PERFORMANCE OF THE WEEK…

Plenty of candidates from Future Champions weekend at Newmarket. Desert Flower was wildly impressive in the Fillies’ Mile and is just about the right favourite for next year’s 1,000 Guineas ahead of Lake Victoria, while the late absence of The Lion In Winter took the shine off the Dewhurst Stakes. Bluestocking was good in the Arc but it must be noted that it wasn’t a strong renewal. The honour instead goes to RAMATUELLE who was mightily impressive in the Foret.

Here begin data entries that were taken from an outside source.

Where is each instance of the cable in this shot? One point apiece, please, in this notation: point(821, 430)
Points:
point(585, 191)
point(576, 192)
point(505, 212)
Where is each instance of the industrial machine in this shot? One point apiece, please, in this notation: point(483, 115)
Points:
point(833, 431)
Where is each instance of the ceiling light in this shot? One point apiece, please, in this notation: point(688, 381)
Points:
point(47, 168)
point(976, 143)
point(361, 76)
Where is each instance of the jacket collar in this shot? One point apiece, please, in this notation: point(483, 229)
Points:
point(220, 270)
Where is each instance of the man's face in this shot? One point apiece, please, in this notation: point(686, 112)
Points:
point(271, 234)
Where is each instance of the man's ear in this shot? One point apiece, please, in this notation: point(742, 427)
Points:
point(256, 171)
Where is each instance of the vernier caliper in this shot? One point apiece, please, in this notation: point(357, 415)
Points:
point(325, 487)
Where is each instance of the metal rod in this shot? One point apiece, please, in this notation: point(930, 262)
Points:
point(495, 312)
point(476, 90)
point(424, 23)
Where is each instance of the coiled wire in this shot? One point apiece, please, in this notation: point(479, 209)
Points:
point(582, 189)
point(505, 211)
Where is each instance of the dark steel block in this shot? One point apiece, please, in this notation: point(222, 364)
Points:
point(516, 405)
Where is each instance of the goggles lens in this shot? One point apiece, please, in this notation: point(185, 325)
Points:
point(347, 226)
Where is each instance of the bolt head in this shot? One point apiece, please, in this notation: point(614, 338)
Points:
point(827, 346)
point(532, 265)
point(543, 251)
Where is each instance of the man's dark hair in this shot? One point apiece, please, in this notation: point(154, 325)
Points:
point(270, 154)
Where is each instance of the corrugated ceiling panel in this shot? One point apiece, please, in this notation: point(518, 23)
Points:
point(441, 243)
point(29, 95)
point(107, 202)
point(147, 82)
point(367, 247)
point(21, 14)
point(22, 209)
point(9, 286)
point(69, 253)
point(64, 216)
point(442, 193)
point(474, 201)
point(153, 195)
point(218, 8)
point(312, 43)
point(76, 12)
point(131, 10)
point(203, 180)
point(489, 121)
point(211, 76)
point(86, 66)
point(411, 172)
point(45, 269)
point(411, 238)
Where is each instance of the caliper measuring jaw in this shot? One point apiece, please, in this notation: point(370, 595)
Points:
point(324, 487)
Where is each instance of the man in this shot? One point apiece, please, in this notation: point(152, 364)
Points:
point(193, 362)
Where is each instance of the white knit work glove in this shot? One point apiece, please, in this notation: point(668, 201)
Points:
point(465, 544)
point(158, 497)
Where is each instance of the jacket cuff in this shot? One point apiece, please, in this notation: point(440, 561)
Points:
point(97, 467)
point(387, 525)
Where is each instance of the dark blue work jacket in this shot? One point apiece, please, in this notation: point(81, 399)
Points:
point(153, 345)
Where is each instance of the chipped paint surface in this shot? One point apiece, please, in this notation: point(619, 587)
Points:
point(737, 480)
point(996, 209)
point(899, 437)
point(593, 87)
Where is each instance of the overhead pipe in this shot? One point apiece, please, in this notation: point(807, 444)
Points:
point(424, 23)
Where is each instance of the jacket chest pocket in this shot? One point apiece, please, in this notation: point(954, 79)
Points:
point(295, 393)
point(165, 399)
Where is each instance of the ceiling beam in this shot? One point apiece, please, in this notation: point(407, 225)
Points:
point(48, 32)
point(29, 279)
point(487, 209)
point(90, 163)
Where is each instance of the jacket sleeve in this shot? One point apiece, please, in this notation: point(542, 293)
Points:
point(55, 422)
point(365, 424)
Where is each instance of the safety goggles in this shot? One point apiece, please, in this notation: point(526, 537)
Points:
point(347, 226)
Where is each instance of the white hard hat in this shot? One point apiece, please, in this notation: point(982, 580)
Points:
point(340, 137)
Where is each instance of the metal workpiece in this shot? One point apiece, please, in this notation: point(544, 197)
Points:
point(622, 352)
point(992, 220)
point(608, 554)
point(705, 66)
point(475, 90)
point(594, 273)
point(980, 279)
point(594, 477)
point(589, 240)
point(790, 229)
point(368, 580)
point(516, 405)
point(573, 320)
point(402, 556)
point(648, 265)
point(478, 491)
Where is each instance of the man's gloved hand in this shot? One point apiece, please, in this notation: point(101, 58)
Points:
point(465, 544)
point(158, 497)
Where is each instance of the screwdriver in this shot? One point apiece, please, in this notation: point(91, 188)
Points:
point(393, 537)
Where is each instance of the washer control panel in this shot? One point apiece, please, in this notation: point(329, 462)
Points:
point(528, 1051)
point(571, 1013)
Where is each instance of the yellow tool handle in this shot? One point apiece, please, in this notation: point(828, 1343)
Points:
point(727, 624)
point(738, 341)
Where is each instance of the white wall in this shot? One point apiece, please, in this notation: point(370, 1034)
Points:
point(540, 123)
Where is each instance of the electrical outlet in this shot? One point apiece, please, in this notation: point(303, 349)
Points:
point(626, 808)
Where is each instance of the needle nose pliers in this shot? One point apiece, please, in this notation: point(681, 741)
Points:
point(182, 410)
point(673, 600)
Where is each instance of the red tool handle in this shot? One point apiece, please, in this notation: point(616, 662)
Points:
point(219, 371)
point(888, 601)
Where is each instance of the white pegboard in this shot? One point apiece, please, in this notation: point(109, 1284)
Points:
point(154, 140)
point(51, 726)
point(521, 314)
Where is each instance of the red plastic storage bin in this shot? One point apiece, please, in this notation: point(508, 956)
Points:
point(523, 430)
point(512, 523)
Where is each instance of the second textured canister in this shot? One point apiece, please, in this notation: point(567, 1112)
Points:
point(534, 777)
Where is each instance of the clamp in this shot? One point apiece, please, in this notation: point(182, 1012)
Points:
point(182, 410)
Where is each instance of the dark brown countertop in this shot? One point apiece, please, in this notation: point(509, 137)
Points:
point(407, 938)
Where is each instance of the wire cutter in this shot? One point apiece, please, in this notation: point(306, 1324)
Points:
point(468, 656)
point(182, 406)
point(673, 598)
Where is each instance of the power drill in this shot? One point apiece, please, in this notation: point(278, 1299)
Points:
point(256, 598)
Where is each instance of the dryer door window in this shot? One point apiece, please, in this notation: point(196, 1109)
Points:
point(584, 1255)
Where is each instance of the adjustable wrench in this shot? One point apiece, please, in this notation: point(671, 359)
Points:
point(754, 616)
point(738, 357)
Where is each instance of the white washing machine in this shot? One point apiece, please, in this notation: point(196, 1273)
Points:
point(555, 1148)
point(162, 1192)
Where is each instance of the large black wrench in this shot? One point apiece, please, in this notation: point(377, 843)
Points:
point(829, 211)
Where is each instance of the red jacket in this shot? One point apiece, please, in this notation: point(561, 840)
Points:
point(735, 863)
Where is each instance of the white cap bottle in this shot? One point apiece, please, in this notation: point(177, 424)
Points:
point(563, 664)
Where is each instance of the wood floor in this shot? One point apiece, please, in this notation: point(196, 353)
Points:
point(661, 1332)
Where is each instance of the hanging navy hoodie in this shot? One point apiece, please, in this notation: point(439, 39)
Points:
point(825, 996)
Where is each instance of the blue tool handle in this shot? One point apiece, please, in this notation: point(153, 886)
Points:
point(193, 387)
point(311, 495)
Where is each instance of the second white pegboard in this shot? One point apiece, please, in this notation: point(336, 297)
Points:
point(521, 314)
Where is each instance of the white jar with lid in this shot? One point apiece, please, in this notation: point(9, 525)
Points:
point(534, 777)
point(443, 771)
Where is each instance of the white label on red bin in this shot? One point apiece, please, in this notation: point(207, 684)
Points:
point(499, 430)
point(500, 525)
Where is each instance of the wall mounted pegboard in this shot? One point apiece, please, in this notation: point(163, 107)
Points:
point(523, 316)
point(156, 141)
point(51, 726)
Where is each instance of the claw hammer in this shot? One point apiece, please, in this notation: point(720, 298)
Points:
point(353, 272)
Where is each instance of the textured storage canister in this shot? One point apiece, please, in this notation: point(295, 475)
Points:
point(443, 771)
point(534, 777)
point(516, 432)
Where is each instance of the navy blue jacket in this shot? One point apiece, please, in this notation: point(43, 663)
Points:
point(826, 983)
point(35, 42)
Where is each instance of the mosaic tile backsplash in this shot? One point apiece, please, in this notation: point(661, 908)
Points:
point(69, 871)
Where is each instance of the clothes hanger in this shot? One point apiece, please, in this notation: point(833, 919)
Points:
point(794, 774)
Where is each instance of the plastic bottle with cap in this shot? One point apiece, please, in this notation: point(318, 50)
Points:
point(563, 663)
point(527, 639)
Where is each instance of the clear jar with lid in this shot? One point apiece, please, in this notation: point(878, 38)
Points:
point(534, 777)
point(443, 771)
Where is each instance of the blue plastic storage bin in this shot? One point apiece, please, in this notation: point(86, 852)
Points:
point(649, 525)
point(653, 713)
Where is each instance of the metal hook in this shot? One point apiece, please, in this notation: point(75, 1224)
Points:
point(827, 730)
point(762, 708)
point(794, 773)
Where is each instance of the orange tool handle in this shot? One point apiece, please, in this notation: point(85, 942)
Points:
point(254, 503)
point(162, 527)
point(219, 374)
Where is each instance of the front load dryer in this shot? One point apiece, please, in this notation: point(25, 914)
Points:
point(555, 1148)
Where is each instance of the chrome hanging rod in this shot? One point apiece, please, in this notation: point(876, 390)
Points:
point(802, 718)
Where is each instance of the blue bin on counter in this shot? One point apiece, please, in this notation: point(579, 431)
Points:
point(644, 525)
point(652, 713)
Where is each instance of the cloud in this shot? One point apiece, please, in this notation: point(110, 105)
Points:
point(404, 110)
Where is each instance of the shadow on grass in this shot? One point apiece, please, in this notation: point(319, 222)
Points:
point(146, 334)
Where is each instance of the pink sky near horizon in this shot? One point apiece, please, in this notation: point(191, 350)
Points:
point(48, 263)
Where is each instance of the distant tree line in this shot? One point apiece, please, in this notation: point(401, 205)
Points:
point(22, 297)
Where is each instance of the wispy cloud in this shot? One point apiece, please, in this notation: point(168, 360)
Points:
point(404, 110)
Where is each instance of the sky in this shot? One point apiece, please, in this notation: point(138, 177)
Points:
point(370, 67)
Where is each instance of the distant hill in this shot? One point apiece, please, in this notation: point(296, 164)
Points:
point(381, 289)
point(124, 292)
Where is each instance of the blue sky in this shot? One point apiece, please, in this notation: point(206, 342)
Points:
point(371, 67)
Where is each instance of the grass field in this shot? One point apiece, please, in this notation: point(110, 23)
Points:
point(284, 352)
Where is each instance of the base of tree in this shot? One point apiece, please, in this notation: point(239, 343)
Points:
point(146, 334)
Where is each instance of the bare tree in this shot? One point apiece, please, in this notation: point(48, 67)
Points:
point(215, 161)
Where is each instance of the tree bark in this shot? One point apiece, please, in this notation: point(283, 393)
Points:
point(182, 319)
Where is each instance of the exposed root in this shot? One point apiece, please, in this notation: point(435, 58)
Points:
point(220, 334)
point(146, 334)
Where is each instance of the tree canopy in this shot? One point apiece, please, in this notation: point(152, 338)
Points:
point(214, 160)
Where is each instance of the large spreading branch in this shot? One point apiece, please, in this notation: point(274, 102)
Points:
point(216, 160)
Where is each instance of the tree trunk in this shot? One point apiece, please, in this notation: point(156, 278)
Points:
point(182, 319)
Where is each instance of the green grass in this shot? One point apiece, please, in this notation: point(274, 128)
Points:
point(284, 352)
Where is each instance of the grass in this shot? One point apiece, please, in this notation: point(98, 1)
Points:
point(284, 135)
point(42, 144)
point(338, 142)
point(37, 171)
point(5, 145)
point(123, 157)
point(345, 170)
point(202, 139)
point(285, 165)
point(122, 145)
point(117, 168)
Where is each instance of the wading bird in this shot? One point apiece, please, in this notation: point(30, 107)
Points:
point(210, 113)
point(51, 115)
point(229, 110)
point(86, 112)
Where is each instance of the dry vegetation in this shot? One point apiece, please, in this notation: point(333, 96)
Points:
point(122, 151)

The French may have been outpointed on Arc weekend by the British and Irish battalion but Christopher Head’s three-year-old filly produced a wicked turn of foot to slam some useful rivals by three lengths. She’s an exciting and versatile horse going forward that will stay in training next year. She will also take in the Breeders’ Cup in Del Mar next month.

SELECTION OF THE DAY…

This is a perilous couple of weeks for punters as the Flat season concludes and the jumps season gets underway. It’s difficult to get a true gauge on what horses will be fit for the start of the jumps and determining which horses have had enough at the end a long Flat season.

With race form hard to assess at this time of the year, it might be wise to place more emphasis on trainer targets at the start of the jumps or, even better, just take a back seat for a few weeks to get your eye in as there’s plenty of decent stuff still happening on the Flat.

So it’s off to Goodwood for the Inkerman London Handicap (4.45) over a mile where DASHING DARCEY (9-2, bet365) is taken to like the soft ground for Roger Varian. Midfield in the Britannia Stakes on fast ground, he ran well off a three-month break at Salisbury on softer conditions and a lack of race fitness just cost him near the end where he finished second. He can make amends today off a workable mark of 92.